UTF-8 File Name test failure on Windows
One test that I added (ReadUmlautFileName) failed on both Linux & Windows. Both fail with:
/home/runner/work/libE57Format/libE57Format/test/src/test_SimpleReader.cpp:60: Failure Failed errno=2 error='No such file or directory' fileName=/home/runner/work/libE57Format/libE57Format/libE57Format-test-data/self/test filename äöü.e57 flags=0 mode=0
The test simply tries to read a file with a name containing umlauts - test filename äöü.e57.

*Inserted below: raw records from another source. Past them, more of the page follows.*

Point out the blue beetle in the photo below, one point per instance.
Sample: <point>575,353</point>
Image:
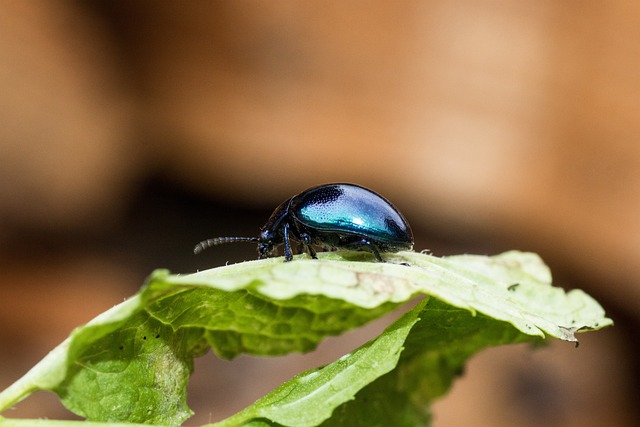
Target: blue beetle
<point>331,216</point>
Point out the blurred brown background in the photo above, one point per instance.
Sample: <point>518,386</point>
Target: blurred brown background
<point>129,131</point>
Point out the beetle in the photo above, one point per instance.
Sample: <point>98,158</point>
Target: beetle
<point>331,216</point>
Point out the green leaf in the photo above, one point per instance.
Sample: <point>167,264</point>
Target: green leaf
<point>132,363</point>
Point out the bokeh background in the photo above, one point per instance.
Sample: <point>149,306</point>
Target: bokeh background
<point>131,130</point>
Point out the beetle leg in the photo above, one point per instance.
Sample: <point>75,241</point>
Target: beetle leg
<point>287,244</point>
<point>304,237</point>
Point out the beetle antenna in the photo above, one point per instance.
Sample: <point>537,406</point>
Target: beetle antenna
<point>220,240</point>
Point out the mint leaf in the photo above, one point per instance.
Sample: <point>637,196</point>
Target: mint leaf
<point>132,363</point>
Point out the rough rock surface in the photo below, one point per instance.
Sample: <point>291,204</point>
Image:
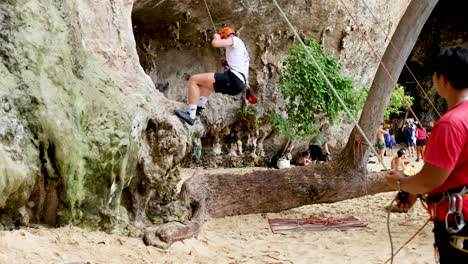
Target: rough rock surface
<point>75,108</point>
<point>173,43</point>
<point>86,137</point>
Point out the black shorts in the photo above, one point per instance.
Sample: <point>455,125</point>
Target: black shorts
<point>316,153</point>
<point>420,142</point>
<point>228,83</point>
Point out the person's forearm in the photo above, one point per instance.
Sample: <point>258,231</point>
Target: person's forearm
<point>428,179</point>
<point>413,184</point>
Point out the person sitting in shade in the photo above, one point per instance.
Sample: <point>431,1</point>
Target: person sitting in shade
<point>318,147</point>
<point>303,159</point>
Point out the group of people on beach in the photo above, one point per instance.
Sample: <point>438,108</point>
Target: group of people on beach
<point>444,176</point>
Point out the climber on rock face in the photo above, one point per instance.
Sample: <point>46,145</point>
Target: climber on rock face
<point>230,82</point>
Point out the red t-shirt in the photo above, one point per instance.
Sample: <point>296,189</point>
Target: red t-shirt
<point>447,148</point>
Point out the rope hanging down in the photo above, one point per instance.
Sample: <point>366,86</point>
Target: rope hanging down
<point>211,18</point>
<point>409,108</point>
<point>380,60</point>
<point>329,84</point>
<point>418,84</point>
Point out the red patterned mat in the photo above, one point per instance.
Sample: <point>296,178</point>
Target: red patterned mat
<point>284,226</point>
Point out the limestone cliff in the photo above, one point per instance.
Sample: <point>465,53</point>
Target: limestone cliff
<point>87,131</point>
<point>173,43</point>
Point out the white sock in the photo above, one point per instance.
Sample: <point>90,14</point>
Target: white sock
<point>192,111</point>
<point>202,101</point>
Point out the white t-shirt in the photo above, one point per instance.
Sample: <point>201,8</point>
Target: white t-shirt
<point>238,58</point>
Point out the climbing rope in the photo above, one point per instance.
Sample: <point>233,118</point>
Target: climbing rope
<point>409,108</point>
<point>209,15</point>
<point>387,72</point>
<point>341,101</point>
<point>329,84</point>
<point>418,84</point>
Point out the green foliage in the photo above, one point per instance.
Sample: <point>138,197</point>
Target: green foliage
<point>309,99</point>
<point>397,102</point>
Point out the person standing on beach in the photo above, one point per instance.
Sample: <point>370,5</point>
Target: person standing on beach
<point>444,176</point>
<point>381,140</point>
<point>231,81</point>
<point>409,137</point>
<point>420,141</point>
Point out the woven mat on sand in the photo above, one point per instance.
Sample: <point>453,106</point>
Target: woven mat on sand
<point>284,226</point>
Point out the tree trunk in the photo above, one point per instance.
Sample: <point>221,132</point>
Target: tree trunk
<point>278,190</point>
<point>394,59</point>
<point>264,192</point>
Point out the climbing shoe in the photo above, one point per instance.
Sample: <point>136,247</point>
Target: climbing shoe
<point>185,116</point>
<point>200,110</point>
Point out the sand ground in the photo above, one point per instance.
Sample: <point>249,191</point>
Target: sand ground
<point>241,239</point>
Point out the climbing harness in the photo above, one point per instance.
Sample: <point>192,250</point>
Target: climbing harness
<point>454,219</point>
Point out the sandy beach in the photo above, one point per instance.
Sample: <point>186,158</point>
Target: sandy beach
<point>242,239</point>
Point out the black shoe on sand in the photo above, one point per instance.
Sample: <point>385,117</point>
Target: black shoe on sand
<point>185,116</point>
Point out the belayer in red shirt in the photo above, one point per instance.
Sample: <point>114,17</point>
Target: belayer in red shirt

I tried doing some CI-debugging, but I could not find the source of the problem.
Notes:
- the file name is encoded in the test source code as
test filename \x61\xcc\x88\x6f\xcc\x88\x75\xcc\x88.e57to avoid potential problems with editors - I encoded it using a utf8 encoder online tool
- I used the same technique for the Chinese filename (
ReadChineseFileName) and that one works on all platforms - I verified that the file is actually there and that the name looks correct
I have not done any work with UTF-8 filenames on Linux or Windows, so I'm not sure where to look for a solution. Hopefully it's something obvious I'm overlooking.

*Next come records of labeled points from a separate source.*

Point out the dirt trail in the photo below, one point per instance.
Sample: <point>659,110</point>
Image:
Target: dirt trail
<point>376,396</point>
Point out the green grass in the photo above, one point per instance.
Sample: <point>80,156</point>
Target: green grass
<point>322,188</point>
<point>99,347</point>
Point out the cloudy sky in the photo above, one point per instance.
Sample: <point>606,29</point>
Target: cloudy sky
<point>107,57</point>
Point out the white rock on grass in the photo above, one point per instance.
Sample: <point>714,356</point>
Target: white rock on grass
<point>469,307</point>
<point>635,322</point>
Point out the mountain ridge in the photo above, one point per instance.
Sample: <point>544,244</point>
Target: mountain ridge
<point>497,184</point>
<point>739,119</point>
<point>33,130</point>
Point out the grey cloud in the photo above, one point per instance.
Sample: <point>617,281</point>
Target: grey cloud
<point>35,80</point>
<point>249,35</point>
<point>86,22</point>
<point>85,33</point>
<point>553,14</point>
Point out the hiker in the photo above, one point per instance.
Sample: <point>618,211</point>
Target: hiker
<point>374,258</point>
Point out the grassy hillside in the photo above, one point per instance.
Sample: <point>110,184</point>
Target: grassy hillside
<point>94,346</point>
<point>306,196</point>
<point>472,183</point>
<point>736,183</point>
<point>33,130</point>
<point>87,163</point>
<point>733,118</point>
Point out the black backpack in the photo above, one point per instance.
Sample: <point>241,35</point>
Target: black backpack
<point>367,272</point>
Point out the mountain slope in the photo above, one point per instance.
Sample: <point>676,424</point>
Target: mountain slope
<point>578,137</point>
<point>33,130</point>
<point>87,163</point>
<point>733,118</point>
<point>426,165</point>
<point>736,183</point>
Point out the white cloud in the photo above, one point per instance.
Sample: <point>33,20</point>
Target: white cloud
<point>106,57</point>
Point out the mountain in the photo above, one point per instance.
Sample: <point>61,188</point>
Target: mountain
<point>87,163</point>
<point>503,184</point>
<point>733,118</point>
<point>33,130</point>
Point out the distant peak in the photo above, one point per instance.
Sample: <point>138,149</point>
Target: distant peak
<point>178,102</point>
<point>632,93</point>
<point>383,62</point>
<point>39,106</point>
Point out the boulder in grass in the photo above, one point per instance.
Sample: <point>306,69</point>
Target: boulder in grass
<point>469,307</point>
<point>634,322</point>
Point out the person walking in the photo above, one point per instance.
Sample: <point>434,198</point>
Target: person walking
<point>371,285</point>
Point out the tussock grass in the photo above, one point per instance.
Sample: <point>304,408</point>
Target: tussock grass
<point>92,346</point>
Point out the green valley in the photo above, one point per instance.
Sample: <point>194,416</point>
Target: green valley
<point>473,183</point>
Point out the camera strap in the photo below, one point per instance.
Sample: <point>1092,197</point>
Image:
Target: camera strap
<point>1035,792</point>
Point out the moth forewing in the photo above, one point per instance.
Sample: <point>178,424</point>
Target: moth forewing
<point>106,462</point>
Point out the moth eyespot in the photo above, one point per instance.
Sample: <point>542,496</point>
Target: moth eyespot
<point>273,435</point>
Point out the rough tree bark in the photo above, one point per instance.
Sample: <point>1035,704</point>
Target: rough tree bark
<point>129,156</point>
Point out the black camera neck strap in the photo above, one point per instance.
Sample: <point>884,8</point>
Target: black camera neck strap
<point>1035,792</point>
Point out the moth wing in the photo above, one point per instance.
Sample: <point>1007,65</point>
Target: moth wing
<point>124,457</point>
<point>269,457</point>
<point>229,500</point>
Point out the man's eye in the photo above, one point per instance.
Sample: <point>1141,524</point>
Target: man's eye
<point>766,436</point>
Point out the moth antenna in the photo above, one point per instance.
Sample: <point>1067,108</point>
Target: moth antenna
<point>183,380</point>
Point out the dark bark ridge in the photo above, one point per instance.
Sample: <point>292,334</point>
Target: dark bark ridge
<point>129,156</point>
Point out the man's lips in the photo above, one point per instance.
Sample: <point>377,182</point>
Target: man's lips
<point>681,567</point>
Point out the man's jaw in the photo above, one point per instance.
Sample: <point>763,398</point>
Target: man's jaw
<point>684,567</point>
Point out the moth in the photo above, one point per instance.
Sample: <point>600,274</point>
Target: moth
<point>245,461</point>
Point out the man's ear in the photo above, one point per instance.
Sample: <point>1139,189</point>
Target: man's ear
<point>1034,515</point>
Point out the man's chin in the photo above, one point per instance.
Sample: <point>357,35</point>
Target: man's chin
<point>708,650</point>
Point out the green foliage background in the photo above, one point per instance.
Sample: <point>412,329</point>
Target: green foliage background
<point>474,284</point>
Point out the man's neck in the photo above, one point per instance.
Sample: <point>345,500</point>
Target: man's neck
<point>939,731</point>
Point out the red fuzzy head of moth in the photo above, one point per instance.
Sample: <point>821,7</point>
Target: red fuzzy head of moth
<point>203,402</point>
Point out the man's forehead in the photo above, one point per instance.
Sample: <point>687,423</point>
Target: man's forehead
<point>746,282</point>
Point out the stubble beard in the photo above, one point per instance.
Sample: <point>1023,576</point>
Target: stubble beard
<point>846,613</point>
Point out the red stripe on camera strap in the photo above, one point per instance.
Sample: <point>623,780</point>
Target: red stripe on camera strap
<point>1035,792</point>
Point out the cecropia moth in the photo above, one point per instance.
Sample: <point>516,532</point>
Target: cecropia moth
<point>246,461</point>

To try it out, uncomment the ReadUmlautFileName test in test/src/test_SimpleReader.cpp.
I took another stab at it (see build). Fixes the Linux test, but now breaks the Windows one when reading the Chinese file name 🤦
All my reading about this points at the solution that we have in place for Windows to convert UTF-8 to UTF-16, but that doesn't seem to work (or the UTF-8 encoding we're passing using a u8 string literal is not what it's expecting?). (Also see #26.)
If any Windows people have any insights it would be appreciated.
I think the problem is probably handling of the string literal by MSVC. Are you setting /utf-8 when building the test? That should fix handling of string literals by MSVC. The file itself should be UTF-8 as well, but I believe that is already the case. Using u8"" instead of "" should then be optional.
https://learn.microsoft.com/en-us/cpp/build/reference/utf-8-set-source-and-executable-character-sets-to-utf-8?view=msvc-170
I have checked the code and the actual handling of path name should be correct as far as I can see in both win and posix paths.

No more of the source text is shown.